The deeper Thuta went, the quieter the world became.

He'd left the salt village three days earlier, traveling mostly by foot and sometimes by the creaking wooden beds of transport trucks heading into the northern forests. The sigil on his hand had gone cold since the last attack, but the scroll was more active than ever — glowing faintly at night, shifting maps like a dreaming eye.

Now, in the damp heart of a jungle he couldn't name, it was doing neither.

Which made him nervous.

Because the jungle around him was doing something worse.

It was listening.

---

There were no birds.

There were no insects.

The trees were tall and knotted, older than any trail map, and half-swallowed by vines that whispered when the wind touched them.

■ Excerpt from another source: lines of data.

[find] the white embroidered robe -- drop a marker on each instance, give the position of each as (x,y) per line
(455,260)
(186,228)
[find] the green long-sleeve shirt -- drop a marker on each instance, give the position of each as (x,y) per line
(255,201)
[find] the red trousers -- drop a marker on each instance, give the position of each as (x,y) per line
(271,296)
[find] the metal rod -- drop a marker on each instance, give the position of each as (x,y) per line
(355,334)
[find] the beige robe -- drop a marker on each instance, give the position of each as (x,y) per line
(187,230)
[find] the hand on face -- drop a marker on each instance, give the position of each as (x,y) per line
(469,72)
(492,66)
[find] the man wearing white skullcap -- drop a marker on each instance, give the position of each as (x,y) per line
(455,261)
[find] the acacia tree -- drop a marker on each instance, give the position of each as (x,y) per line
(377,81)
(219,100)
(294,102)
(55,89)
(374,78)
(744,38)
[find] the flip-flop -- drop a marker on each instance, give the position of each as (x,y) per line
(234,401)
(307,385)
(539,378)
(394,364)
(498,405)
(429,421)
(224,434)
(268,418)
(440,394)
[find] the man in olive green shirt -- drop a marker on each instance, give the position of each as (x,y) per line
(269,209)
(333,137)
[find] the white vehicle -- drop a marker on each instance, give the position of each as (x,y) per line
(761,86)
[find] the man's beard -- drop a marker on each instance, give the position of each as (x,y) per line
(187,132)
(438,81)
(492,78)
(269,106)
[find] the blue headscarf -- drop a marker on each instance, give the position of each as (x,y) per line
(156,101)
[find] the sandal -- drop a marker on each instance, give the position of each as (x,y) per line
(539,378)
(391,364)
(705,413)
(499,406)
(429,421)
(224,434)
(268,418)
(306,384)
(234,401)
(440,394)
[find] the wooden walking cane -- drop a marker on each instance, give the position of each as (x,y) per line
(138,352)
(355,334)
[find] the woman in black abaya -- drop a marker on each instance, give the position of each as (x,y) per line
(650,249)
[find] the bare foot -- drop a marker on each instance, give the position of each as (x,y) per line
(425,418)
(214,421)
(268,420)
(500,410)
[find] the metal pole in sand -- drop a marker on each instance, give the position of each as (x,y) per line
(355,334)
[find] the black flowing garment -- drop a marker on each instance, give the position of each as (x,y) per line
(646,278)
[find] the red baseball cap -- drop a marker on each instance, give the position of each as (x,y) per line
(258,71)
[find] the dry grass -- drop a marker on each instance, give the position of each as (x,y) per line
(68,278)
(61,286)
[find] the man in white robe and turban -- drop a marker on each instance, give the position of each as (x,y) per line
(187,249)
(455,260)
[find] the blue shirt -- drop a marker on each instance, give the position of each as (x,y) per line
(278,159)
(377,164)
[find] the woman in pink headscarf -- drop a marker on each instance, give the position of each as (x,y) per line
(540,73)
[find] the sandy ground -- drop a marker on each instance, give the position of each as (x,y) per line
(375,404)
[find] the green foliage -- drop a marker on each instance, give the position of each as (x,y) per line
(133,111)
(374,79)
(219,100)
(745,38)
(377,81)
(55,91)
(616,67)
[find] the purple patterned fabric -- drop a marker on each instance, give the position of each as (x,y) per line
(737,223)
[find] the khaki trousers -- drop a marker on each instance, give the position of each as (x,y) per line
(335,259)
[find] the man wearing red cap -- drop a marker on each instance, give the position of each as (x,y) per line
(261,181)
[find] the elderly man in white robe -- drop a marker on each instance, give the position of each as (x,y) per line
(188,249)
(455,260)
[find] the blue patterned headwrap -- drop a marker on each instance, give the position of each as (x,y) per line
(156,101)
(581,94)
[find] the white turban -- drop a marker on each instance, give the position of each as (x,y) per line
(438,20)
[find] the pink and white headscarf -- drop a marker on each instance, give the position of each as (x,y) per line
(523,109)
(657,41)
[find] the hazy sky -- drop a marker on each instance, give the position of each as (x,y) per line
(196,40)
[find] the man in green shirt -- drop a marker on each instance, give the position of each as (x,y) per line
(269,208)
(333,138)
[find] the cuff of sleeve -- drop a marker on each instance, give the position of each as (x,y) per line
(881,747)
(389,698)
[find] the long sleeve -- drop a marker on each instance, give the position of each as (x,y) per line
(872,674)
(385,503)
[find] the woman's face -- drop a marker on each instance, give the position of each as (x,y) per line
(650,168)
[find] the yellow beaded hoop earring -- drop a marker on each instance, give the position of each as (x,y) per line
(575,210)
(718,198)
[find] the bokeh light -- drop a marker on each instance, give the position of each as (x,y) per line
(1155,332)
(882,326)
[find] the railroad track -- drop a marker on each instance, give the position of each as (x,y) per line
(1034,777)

Thuta adjusted his pack and glanced over his shoulder for the fifth time.

Still alone.

But not unobserved.

He stepped over a root shaped like a twisted hand and followed what little of the trail remained, pushing past hanging moss. The air was thick, wet, and somehow echoing — like sound bounced wrong between the trees.

He paused.

Behind him, something mimicked his last footstep.

Not perfectly.

Just enough to make his blood cool.

---

By late afternoon, the path led him to a clearing. At its center stood the remains of a stone altar, cracked and mossy, surrounded by collapsed wooden posts that may have once held ritual flags.

The scroll flared.

He stepped forward.

Atop the altar was a jar. Sealed. Old. Clay marked with faded spirals.

He hesitated.

His hand twitched.

The sigil pulsed once — then recoiled, as if warning him.

He pulled back.

That's when the jungle moved.

Not wind.

Something within it.

A shimmer. A shape. Gone.

Then — a sound. Laughter. Distant and wet.

He turned.

Nothing.

The altar jar cracked.

---

A voice echoed — not in air, but in memory:

"Not all flames burn outward. Some echo backward."

Thuta grabbed the scroll.

It was shifting, rapidly. Symbols emerging and fading. Spirals within spirals.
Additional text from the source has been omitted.